The values, behaviors, and traditions of Deaf culture include:
- Promoting an environment that supports vision as the primary sense used for communication at school, in the home, and in the community, as vision offers individuals who are deaf access to information about the world and the independence to drive, travel, work, and participate in every aspect of society.
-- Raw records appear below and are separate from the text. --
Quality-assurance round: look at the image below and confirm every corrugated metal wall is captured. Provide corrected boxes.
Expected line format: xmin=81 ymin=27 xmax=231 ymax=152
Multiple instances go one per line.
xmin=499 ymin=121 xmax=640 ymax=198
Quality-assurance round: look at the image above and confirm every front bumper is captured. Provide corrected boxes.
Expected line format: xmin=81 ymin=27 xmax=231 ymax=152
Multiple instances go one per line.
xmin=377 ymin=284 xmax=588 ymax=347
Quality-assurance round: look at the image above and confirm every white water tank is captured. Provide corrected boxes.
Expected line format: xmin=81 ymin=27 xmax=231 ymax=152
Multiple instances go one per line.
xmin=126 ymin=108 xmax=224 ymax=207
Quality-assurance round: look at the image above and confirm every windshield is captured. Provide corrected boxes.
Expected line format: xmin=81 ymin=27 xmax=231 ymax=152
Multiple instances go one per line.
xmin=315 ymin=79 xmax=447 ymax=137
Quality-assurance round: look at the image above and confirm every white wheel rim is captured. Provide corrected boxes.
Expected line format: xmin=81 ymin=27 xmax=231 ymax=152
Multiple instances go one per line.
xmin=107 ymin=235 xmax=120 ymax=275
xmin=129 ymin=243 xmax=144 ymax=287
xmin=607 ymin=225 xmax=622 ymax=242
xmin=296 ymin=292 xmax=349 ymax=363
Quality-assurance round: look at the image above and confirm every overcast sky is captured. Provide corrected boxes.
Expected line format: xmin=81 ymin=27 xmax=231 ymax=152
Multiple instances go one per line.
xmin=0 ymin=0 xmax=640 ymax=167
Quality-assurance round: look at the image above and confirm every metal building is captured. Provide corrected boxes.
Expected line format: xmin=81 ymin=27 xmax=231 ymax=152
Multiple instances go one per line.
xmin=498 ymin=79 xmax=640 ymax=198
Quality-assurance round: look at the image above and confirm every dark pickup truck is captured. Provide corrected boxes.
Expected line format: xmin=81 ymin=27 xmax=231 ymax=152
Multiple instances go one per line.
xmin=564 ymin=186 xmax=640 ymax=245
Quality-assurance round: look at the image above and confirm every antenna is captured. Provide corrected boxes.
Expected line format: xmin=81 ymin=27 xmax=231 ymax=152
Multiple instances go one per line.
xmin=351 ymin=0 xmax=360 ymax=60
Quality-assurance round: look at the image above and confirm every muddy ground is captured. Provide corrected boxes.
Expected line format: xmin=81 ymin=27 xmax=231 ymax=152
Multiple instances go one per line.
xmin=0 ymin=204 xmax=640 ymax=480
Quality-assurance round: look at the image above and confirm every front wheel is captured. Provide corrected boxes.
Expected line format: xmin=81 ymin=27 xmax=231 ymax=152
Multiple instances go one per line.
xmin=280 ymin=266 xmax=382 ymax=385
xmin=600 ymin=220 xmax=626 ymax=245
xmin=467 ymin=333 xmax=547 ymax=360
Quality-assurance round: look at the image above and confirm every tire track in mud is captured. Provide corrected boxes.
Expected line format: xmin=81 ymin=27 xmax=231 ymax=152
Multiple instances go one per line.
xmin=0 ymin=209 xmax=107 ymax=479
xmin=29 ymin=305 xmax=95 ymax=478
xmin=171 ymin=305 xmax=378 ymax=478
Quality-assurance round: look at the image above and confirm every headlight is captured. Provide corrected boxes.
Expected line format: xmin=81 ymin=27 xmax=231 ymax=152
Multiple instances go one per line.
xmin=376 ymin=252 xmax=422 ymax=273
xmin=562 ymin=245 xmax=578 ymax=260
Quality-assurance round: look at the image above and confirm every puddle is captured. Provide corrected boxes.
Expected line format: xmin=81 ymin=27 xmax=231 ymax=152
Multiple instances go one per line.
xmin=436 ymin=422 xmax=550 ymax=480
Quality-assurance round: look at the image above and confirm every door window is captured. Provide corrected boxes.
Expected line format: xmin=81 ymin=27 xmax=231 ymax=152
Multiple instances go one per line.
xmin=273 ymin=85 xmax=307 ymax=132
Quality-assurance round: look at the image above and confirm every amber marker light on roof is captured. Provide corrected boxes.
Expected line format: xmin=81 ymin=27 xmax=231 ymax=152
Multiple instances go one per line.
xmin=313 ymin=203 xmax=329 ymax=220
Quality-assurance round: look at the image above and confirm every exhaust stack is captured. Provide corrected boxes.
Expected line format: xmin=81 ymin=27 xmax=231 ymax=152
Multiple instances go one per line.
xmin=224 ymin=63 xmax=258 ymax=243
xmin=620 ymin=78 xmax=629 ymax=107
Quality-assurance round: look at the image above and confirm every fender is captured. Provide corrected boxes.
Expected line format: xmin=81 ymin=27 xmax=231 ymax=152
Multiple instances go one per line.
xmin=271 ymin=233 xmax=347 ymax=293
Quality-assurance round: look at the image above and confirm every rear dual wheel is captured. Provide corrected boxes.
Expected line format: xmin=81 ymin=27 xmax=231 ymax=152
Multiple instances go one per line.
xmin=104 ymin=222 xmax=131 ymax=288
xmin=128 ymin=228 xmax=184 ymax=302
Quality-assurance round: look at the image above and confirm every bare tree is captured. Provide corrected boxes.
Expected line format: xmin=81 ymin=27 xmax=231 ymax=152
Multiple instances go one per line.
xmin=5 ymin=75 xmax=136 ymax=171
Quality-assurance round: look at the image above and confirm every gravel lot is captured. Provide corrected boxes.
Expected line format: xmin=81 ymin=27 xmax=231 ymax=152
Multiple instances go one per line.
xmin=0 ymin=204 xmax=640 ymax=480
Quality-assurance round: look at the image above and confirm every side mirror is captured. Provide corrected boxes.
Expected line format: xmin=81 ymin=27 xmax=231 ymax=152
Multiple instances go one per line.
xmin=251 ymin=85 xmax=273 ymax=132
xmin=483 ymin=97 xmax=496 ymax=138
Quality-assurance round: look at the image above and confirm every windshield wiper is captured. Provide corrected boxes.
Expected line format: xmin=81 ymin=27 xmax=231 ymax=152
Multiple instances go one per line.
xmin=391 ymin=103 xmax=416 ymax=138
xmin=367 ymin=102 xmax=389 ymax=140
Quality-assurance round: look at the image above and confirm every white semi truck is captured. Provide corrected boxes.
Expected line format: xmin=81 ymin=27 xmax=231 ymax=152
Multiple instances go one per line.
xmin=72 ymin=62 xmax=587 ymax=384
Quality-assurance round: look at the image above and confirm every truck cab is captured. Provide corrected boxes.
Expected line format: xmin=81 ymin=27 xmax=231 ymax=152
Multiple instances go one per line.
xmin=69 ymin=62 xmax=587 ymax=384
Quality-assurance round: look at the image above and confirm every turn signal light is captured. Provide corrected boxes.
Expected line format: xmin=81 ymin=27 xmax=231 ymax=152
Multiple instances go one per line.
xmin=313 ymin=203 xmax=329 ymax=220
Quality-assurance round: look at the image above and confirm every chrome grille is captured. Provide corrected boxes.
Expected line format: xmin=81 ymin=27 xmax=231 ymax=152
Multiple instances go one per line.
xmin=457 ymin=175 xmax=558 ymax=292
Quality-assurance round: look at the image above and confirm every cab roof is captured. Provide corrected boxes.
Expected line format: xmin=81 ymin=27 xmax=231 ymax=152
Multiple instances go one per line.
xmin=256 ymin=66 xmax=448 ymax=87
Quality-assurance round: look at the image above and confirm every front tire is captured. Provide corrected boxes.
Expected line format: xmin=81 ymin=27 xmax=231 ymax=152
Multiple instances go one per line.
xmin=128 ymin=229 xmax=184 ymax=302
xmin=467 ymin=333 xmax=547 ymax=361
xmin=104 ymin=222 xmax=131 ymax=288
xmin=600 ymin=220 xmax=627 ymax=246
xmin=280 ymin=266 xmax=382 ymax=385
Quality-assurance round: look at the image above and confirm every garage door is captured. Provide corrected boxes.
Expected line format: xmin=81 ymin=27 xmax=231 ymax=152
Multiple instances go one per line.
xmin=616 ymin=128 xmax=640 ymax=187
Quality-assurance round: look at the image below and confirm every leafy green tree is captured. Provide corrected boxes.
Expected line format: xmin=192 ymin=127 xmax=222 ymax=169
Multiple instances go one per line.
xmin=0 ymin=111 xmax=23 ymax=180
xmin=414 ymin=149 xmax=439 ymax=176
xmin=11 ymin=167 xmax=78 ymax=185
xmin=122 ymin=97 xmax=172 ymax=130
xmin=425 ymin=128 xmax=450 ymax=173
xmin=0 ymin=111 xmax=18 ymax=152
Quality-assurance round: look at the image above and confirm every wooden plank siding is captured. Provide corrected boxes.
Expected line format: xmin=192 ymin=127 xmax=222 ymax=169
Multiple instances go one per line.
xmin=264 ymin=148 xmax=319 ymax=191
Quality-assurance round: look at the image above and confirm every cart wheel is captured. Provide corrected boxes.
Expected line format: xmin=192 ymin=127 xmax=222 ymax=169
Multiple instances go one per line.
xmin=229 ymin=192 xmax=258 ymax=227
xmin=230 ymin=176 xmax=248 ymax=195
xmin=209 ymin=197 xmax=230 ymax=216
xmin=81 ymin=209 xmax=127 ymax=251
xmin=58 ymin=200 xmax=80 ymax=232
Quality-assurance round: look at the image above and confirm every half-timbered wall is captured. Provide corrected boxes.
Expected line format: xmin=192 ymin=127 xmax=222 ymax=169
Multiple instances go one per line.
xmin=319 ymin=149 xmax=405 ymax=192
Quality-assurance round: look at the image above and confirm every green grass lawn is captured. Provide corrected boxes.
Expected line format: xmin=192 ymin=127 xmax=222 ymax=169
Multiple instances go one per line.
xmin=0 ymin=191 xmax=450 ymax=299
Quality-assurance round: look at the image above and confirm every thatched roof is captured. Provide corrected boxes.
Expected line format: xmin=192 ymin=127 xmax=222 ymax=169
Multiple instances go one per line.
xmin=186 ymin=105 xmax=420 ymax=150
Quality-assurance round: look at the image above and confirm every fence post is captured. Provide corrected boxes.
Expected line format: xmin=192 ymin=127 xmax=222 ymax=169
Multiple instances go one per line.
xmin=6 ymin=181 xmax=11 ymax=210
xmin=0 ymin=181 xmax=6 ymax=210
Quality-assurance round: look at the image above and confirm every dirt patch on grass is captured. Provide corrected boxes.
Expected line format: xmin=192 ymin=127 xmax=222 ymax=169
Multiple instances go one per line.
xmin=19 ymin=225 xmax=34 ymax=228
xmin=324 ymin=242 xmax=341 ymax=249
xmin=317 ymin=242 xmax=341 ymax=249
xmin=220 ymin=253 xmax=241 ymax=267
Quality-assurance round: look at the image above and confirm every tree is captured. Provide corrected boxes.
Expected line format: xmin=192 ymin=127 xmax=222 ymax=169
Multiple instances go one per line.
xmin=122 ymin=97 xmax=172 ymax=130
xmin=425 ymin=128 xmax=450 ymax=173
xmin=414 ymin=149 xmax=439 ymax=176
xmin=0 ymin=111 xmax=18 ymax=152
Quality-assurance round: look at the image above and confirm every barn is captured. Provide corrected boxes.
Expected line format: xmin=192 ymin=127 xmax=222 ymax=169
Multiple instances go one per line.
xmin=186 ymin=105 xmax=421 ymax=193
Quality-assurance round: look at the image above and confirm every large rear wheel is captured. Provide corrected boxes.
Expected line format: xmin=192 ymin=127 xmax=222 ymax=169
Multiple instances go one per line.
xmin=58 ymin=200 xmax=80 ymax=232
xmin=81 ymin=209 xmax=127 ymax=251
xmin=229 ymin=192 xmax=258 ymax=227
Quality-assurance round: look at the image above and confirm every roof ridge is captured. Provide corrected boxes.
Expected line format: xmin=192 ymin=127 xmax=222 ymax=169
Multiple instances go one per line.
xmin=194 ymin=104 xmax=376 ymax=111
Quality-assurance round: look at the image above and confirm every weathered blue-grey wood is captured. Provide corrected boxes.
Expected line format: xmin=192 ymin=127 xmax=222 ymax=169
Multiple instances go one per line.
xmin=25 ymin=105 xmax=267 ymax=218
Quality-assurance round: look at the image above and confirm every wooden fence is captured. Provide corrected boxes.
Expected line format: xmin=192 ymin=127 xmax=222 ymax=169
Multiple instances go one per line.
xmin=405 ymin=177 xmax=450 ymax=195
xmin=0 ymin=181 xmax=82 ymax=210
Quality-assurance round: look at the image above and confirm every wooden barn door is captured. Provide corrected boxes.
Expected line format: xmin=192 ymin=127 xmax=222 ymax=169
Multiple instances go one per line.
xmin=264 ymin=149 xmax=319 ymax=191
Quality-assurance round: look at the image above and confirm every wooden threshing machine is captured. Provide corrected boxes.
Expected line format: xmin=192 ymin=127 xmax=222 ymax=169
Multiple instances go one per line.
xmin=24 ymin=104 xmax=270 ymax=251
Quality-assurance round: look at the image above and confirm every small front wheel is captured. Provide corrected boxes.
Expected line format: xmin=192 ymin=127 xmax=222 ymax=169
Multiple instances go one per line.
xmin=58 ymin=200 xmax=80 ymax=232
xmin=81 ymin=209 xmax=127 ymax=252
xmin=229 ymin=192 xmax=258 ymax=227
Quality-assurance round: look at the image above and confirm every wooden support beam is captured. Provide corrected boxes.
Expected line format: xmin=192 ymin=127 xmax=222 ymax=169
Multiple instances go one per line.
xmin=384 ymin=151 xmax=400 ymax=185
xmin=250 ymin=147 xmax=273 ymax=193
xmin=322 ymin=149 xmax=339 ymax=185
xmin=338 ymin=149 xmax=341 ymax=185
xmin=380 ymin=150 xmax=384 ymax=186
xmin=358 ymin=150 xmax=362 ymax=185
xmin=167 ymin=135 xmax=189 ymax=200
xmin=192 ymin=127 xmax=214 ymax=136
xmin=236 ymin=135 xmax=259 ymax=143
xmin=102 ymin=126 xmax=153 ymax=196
- Valuing children who are deaf as the future of deaf people and Deaf culture. Deaf culture therefore encourages the use of ASL, in addition to any other communication modalities the child may have.-NON-STANDARD-LINGUISTIC COMPETENCE
- Support for bilingual ASL/English education of children who are deaf so they are competent in both languages. STANDARD-LINGUISTIC COMPETENCE
- Inclusion of specific rules of behavior in communication in addition to the conventional rules of turn taking. For example, consistent eye contact and visual attention during a conversation is expected. In addition, a person using sign language has the floor during a conversation until he or she provides a visual indicator (pause, facial expression, etc.) that he or she is finished. COMMUNICATIVE COMPETENCE
- Perpetuation of Deaf culture through a variety of traditions, including films, folklore, literature, athletics, poetry, celebrations, clubs, organizations, theaters, and school reunions. Deaf culture also includes some of its own "music" and poetry as well as dance.
- Inclusion of unique strategies for gaining a person's attention, such as:
- gently tapping a person on the shoulder if he or she is not within the line of sight,
- waving if the person is within the line of sight, or
- flicking a light switch a few times to gain the attention of a group of people in a room- COMMUNICATIVE COMPETENCE.